GSoC/2014/Project ideas
This Page is under development
Ideas for Google Summer of Code 2014
- Please Read the FAQ
Apart from the following ideas , you can propose your own ideas
If you want to propose an idea, please do it in project mailing list>
A spell checker for Indic language that understands inflections
Project:
SILPA project has a spellchecker written using python with a not so simple algorithm. But still it is not capable of handling inflection and agglutination occurring in Indian languages especially south Indian languages. The dictionary we have for Malayalam spellchecker have about 150000 words. Of course we can expand the dictionary, but that doesn't have much value since words can be formed in Malayalam or Tamil etc by joining multiple words. In addition to that, words get inflected based on grammar forms(sandhi), plural, gender etc. Hunspell has a system to handle this, but so far nobody succeeded in getting it working for multi level suffix stripping as required for Malayalam. Some times a Malayalam word can be formed by more than 5 words joining together. We will need a word splitting logic or a table taking care of all patterns. The project is to attempt solving this with hunspell. If that is not feasible(hunspell upstream is not active), develop an algorithm and implement it.
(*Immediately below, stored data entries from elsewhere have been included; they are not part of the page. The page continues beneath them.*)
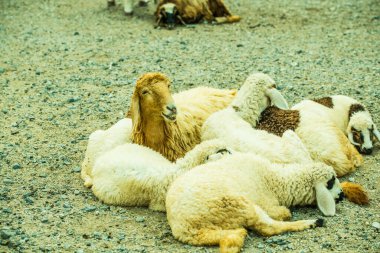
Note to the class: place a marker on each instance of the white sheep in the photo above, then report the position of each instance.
(251, 108)
(134, 175)
(231, 126)
(129, 5)
(102, 141)
(214, 204)
(350, 116)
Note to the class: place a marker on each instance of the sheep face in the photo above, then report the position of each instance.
(327, 194)
(168, 15)
(152, 98)
(362, 132)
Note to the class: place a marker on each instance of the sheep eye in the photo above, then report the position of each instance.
(330, 183)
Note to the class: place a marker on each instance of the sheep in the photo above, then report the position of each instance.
(134, 175)
(171, 125)
(253, 97)
(251, 108)
(170, 12)
(102, 141)
(350, 116)
(128, 5)
(215, 203)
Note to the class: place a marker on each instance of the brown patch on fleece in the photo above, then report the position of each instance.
(326, 101)
(277, 121)
(355, 108)
(355, 193)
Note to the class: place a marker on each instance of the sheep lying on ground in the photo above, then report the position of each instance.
(171, 12)
(230, 124)
(171, 125)
(102, 141)
(134, 175)
(128, 5)
(350, 116)
(325, 143)
(214, 204)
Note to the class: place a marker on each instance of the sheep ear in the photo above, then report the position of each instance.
(277, 99)
(325, 201)
(376, 133)
(134, 111)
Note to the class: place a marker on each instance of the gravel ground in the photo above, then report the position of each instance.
(68, 68)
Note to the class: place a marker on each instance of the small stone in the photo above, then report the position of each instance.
(89, 209)
(6, 234)
(76, 170)
(140, 219)
(7, 181)
(43, 175)
(72, 100)
(16, 166)
(376, 225)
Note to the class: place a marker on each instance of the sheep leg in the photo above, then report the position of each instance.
(128, 7)
(278, 212)
(230, 241)
(111, 3)
(266, 226)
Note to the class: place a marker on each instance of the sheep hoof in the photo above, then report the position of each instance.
(143, 3)
(319, 222)
(111, 4)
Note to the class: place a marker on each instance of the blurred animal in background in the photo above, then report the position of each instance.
(129, 4)
(172, 12)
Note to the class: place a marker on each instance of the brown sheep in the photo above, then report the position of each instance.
(171, 12)
(172, 125)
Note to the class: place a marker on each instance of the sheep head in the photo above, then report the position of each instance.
(361, 130)
(328, 192)
(256, 94)
(168, 14)
(152, 100)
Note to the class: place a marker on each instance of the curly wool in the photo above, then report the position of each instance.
(134, 175)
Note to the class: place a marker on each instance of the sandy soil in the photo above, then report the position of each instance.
(68, 68)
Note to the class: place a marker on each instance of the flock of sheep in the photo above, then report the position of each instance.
(171, 12)
(220, 161)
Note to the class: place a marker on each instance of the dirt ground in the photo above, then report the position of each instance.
(69, 67)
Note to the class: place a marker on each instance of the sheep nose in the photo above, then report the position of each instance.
(172, 108)
(367, 151)
(341, 196)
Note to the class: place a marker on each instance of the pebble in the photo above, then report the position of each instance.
(76, 169)
(16, 166)
(140, 219)
(89, 209)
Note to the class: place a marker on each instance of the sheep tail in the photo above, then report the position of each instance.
(229, 241)
(227, 19)
(355, 193)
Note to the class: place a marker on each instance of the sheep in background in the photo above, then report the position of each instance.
(350, 116)
(231, 126)
(171, 125)
(128, 5)
(134, 175)
(171, 12)
(252, 104)
(102, 141)
(214, 204)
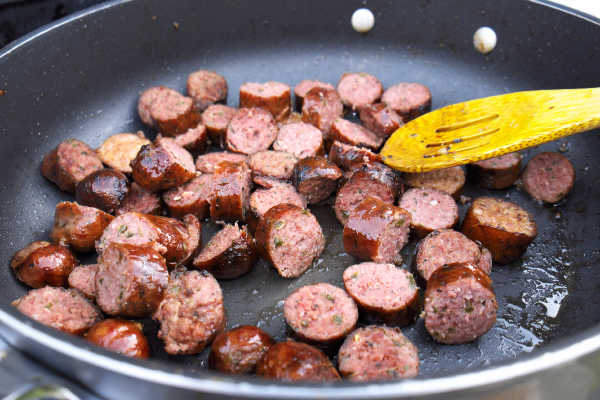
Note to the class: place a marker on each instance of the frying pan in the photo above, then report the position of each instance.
(81, 78)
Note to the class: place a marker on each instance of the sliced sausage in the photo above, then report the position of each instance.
(348, 132)
(216, 118)
(238, 351)
(140, 200)
(387, 292)
(103, 189)
(450, 180)
(380, 119)
(376, 353)
(59, 308)
(83, 278)
(446, 246)
(207, 163)
(409, 100)
(321, 107)
(119, 150)
(273, 164)
(190, 198)
(229, 254)
(272, 96)
(377, 231)
(460, 304)
(251, 130)
(206, 88)
(121, 336)
(498, 172)
(69, 163)
(290, 238)
(175, 240)
(162, 165)
(130, 280)
(548, 177)
(316, 178)
(320, 313)
(294, 361)
(430, 210)
(306, 86)
(44, 264)
(192, 313)
(300, 139)
(504, 228)
(359, 89)
(78, 227)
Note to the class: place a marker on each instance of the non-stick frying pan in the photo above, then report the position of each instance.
(81, 78)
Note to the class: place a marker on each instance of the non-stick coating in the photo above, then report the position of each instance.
(83, 79)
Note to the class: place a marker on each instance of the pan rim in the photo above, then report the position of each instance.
(555, 355)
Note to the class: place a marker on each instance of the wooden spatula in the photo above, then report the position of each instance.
(478, 129)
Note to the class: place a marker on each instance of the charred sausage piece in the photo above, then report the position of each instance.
(504, 228)
(78, 227)
(229, 254)
(316, 178)
(192, 313)
(300, 139)
(348, 132)
(175, 240)
(409, 100)
(429, 210)
(231, 192)
(446, 246)
(140, 200)
(376, 353)
(290, 238)
(377, 231)
(162, 165)
(380, 119)
(83, 278)
(251, 130)
(294, 361)
(121, 336)
(460, 304)
(321, 107)
(273, 164)
(306, 86)
(238, 351)
(207, 163)
(272, 96)
(450, 180)
(216, 118)
(359, 89)
(44, 265)
(548, 177)
(103, 189)
(320, 313)
(190, 198)
(346, 156)
(69, 163)
(59, 308)
(206, 88)
(384, 291)
(498, 172)
(130, 280)
(119, 150)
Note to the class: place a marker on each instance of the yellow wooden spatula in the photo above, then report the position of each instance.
(478, 129)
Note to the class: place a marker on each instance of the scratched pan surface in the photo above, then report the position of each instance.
(82, 80)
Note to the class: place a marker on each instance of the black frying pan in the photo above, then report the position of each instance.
(81, 78)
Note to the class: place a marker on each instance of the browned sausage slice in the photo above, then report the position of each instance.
(376, 353)
(192, 313)
(503, 227)
(69, 163)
Recently Tamil attempted developing a spellchecker using Hunspell with multi level suffix stripping. You can see the result here https://github.com/thamizha/solthiruthi. Our attempt should be first to use Hunspell to achieve spellchecking with agglutination and inflection. Probably it will require lot of scripting to generate suffix patterns, we can ask help from existing language communities too. If Hunspell has limitation with multi level suffxes- sometimes Indian languages require more than 5 levels of suffix stripping, we need to document it(bug and documentation) and try to attempt python based solution on top of SILPA framework.
- Savannah Task
- Expertise required: Average level understanding of grammar system of at least one Indian language
- Complexity: Advanced
- Mentor : Santhosh Thottingal
Indic rendering support in ConTeXt
Project:
ConTeXt is another TeX macro system similar to LaTeX but much more suitable for design. To find more information about ConTeXt, see the wiki http://wiki.contextgarden.net/Main_Page. ConTeXt MKII have Indic language rendering support using XeTeX. but MKII is deprecated, and the new MKIV backend doesn't support Indic rendering yet. The aim of this project is to add support to Inidic rendering to ConTeXt MKIV. XeTeX is using Harfbuzz to do correct Indic rendering.
- Savannah Task
- Expertise required: Understanding of the TeX system, experience in either LaTeX or ConTeXt and basic understanding of Indic language rendering. MKIV uses Lua, familiarity with Lua, opentype specifications or Harfbuzz will be added advantage.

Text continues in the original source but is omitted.